# facetime on ipad question



## junji98 (Jul 30, 2009)

hi. will facetime work with no sim card installed? i have an ipad2 3g but no sim card (plan to put sim card only for travel). will facetime work without the sim? 

e


----------



## bouche (Jan 9, 2006)

Yes. So long as you have a wifi connection. I just called my iPhone with it. It uses your appleid and an email address.


----------



## Macified (Sep 18, 2003)

bouche is correct. FaceTime only works over wifi so 3G and no sim is irrelevant.


----------



## junji98 (Jul 30, 2009)

thanks guys. yup i have tried calling out of the ipad. but how do you call it? what number/contact gets associated with the ipad if it has no sim?


----------



## Macified (Sep 18, 2003)

junji98 said:


> thanks guys. yup i have tried calling out of the ipad. but how do you call it? what number/contact gets associated with the ipad if it has no sim?

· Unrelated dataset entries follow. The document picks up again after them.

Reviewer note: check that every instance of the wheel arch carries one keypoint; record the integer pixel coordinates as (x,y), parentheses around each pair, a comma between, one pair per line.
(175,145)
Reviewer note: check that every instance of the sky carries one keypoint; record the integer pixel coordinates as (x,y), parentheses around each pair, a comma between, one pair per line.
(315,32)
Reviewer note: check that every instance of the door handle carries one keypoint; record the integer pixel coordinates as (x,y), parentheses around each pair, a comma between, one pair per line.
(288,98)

The apple id you used to activate it through iTunes is your "calling card".


----------



## Paul82 (Sep 19, 2007)

it doesn't need to be your apple id, it can be any email account associated with it, I use a secondary email as a "mobile" account for the ipad, while on my mac I have both my primary account and my secondary account associated with it so if I want to call my mac I can call either, but if I want to call my ipad I call my secondary (mobile) account.


----------



## bouche (Jan 9, 2006)

upon setup, facetime pointed out that I could use any email address as my 'phone number'


----------